The historical significance of the steam engine cannot be overemphasized. It provides a means to control and utilize heat energy and provide driving force for machines. Therefore, the long-term dependence of human beings on animal power, wind power and water power has ended. At this time, mankind has obtained a huge new energy, and soon, mankind can also develop other fossil fuels hidden in the earth, namely oil and natural gas. Thus began a trend, leading to the present situation: the energy available per person in Western Europe and North America is 1 1.5 times and 29 times that in Asia, respectively. In a world where economic and military forces are directly dependent on available energy, the importance of these figures is obvious. In fact, it can be said that Europe's rule over the world in the19th century was based on the steam engine, rather than any other means or force.

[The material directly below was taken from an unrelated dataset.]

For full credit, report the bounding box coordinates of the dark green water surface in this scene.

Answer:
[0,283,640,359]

New cotton mills and steam engines need to increase the supply of iron, steel and coal-this demand has been met through a series of improvements in mining and metallurgy. At first, iron ore was smelted in a small furnace full of charcoal. The exhaustion of forests forced manufacturers to turn to coal; It was at this time (1709) that Abraham Darby discovered that coal can be turned into coke and ordinary wood into charcoal. As it turns out, coke is as effective as charcoal and much cheaper. Darby's son developed a huge bellows driven by a waterwheel, thus manufacturing the first mechanically controlled blast furnace, which greatly reduced the cost of iron. 1760, further improved in John Smeaton; He abandoned Darby's bellows made of leather and wood and replaced it with a water pump, which consists of four metal cylinders with pistons and valves and is driven by a water wheel. More importantly, this improvement was made by Henry Cote, who invented the "stirring" method to remove impurities from molten pig iron in 1784. Park Jung Su puts molten pig iron into a reverberatory furnace to stir or "stir". In this way, carbon in the melt is removed by oxygen in the air circulating in the melt. After removing carbon and other impurities, molten iron is produced which is more ductile than the original brittle molten pig iron or pig iron. At that time, in order to keep up with the increasing demand of ironmaking industry, coal mining technology was also improved. It is extremely important that the steam engine is used for mine drainage. Sir humphry davy invented the safety lamp in 18 15. Safety lights greatly reduce the danger in mining.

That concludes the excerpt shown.